A 'stem cell' effect?
As I have just mentioned above, many plastic surgeons who perform structural fat grafting report that patients often describe a variety of improvements in their facial skin following fat grafting surgery. This observation has led to the use of fat grafting in reconstructive surgery, for instance in the management of chronic wounds such as those seen in some patients following radiation treatment for cancer. Fat grafting into the tissues below a chronic, non-healing wound has been shown to stimulate successful wound healing in a number of studies.
So what is responsible for this effect? Many of us suspect that it is produced by 'stem cells' which are known to be present in abundance in human adipose (fatty) tissue. Stem cells are very dynamic human cells which have the capacity to be transformed into any number of cell types (fat, muscle, skin, fascia, etc), and which are capable of producing a variety of proteins which promote the repair of damaged cells and tissues.
Much of the evidence has been anecdotal, i.e. the personal observations of physicians made while treating patients in their usual clinical practice, outside the setting of a specific scientific study. A great deal of basic science research is now being done to specifically determine cause and effect, and it is certain that over the next few years we will gain a much clearer understanding of the healing properties of fatty tissue and stem cells.

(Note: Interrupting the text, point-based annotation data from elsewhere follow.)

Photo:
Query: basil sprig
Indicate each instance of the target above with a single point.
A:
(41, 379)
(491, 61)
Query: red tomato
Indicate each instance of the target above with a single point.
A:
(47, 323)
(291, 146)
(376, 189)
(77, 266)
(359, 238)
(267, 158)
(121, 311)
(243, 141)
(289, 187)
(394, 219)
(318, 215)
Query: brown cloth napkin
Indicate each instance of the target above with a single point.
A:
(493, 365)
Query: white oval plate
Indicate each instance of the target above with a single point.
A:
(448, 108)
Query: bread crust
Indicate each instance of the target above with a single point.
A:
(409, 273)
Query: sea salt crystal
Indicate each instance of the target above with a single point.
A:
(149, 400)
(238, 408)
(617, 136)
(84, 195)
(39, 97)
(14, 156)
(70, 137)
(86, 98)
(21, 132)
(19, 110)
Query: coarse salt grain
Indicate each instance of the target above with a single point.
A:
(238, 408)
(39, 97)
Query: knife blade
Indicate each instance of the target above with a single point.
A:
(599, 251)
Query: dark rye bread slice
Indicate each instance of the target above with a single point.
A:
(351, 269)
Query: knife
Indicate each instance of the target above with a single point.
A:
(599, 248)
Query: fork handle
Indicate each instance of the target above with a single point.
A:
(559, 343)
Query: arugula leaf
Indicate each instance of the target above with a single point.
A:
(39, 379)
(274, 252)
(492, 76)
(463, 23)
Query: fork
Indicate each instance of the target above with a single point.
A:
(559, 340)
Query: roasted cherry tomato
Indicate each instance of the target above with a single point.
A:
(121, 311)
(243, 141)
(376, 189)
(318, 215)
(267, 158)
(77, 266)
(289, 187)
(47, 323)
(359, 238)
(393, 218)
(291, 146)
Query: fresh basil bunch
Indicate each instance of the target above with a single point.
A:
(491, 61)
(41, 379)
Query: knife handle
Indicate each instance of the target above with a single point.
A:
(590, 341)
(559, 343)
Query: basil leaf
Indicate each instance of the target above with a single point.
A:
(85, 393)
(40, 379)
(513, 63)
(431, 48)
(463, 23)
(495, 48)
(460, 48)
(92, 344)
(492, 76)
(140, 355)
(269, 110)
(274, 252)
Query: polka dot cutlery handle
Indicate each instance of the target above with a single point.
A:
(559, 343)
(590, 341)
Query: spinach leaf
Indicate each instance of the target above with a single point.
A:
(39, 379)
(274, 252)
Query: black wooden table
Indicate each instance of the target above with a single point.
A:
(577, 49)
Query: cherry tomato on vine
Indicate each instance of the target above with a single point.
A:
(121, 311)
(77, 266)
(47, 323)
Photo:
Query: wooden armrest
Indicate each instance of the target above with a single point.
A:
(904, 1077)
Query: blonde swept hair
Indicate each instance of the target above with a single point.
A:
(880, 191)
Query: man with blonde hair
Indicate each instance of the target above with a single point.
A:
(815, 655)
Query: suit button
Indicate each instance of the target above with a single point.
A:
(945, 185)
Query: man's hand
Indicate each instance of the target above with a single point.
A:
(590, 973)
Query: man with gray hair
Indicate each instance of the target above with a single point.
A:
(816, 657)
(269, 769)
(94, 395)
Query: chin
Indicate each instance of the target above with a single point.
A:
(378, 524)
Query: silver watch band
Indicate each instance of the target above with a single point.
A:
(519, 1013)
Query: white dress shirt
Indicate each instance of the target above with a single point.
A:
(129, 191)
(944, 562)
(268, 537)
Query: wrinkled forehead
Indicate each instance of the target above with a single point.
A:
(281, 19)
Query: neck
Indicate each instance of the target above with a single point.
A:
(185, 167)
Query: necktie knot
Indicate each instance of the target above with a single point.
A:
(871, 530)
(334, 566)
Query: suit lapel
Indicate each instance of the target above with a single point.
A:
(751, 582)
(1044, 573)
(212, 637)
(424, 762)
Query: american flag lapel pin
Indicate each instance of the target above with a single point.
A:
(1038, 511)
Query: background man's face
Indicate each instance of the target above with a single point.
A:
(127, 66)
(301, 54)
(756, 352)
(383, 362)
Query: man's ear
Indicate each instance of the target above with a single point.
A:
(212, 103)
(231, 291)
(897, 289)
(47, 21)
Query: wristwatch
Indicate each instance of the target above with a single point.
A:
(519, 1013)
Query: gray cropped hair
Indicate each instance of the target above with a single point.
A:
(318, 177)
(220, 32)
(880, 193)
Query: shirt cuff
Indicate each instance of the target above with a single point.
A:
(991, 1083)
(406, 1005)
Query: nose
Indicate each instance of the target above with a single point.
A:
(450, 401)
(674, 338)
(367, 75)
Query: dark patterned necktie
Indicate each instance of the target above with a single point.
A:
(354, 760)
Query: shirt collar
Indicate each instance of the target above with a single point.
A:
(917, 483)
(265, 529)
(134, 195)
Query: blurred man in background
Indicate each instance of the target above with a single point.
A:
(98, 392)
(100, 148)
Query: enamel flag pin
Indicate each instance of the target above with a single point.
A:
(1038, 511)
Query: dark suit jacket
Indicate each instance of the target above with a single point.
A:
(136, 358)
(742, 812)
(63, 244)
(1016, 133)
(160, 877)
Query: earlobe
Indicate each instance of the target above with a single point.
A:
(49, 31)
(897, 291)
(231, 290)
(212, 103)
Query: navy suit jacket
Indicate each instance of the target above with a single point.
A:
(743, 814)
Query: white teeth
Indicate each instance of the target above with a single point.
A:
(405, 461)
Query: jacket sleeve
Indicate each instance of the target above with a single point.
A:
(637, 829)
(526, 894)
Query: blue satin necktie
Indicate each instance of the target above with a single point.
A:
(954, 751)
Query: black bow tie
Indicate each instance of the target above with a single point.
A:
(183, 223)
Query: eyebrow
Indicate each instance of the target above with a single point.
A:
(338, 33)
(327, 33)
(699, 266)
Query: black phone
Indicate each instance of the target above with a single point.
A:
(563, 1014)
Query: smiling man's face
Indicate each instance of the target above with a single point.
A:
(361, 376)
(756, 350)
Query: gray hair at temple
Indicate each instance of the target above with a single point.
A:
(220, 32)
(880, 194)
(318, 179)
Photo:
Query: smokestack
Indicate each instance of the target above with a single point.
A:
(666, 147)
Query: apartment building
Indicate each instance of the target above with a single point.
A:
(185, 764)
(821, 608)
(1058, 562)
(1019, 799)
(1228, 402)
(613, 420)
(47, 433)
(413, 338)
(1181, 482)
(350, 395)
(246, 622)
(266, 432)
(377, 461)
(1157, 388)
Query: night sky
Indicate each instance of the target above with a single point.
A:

Be aware that the term 'stem cell' is increasingly being used in what I feel may be an irresponsible manner - as a marketing gimmick to attract patients to a particular practice or surgeon. Nobody has an exclusive claim or right to the use of stem cells, and as yet no one has demonstrated an objective, quantitative method for measuring any 'stem cell effect' in facial rejuvenation surgery, if it is truly present. I believe that this effect exists, but it currently is not objectively and reproducibly measurable and therefore should not be used to 'sell' surgery.